Marc Vanderleenen is a Belgian painter/sculptor (b. 1954).
“ Some (artists) immediately start chatting, singing or even shouting to shatter an uncomfortable silence, while others continue repeating the silence with a stutter. This latter group of artists, who with each choice seem to have to begin again and are repeatedly reminded of the fact that once there was nothing (and one day there will also be nothing), certainly includes Marc Vanderleenen.

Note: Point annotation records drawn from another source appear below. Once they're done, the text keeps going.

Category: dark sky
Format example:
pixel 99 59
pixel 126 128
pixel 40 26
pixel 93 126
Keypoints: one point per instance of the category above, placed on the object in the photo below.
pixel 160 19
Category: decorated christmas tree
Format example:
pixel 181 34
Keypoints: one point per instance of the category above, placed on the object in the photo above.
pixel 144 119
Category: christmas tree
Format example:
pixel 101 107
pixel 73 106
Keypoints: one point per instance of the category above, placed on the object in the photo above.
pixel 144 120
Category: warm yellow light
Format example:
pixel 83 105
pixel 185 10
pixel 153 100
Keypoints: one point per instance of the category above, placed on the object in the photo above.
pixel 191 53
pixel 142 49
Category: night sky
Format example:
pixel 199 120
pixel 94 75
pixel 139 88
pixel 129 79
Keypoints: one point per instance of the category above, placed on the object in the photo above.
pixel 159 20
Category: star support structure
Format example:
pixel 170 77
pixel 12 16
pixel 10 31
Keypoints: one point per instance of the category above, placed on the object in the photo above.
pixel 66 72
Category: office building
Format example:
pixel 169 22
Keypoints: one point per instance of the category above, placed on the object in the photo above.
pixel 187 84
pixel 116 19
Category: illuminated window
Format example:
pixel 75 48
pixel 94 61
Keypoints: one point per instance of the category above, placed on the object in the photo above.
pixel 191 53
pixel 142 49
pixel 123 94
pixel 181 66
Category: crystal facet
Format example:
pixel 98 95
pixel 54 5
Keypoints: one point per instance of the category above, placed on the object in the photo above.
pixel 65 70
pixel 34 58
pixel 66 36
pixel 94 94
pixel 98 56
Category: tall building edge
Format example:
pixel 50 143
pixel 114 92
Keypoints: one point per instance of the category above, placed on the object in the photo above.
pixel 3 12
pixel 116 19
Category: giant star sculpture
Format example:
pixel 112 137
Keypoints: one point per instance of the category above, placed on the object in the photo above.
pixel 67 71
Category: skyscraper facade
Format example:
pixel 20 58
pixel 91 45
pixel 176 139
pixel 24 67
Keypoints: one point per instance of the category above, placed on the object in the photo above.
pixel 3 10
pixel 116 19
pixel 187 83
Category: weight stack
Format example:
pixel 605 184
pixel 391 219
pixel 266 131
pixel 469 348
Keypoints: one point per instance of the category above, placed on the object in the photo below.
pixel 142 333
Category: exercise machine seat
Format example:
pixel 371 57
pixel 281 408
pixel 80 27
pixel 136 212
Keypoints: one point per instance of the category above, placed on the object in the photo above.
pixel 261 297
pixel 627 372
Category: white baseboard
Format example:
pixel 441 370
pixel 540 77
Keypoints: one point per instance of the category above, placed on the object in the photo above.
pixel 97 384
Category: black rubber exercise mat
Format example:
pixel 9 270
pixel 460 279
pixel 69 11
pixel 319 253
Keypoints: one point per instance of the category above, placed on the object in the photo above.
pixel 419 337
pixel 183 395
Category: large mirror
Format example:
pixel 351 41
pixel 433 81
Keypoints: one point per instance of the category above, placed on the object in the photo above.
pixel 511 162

When you look at his paintings, sketches and models, you always see the beginning of the work and the delicate structure of choices that derived from it showing through; all the hesitations, strokes and layers. The work is figurative, but not a naïve return to the imitation of nature. Its intention is perhaps to better understand the experience of objects and bodies, but at the same time it is meant to short-circuit this understanding, or rather, to present the genesis of the understanding and to obscure it in mist, almost literally in Vanderleenens’ case.
‘All I say cancels out, I’ll have said nothing’ wrote Samuel Beckett in his 1946 story The Calmative. This is an existential movement that constantly recurs in Beckett’s work, whereby speech dismantles itself in an almost ritual manner: I see it reappear not only in the way Vanderleenen paints, but also in what his paintings show the viewer: figurative images that sometimes seem to refuse so stubbornly to assume solid form that they can hardly still be called figurative. (…)
Vanderleenen’s work does though display the wish to capture the observed world in a recognisable image, but then in light of the fact that one time this image was not there, and that it was then made anyway.(…)
Becket once again, this time from the 1951 novel Molly: ‘To restore silence is the role of objects’. Perhaps this is what Vanderleenen does in his work: try hopelessly to make the observed world be silent, by presenting in painting the myth of their initial silence – which, tragically enough, is only possible wit a meaningful image. The uncomfortable result is a sort of painting from which the viewer is, time and time again, only just unable to withdraw, and repeatedly has to seek out the meaning that will not be tied down.”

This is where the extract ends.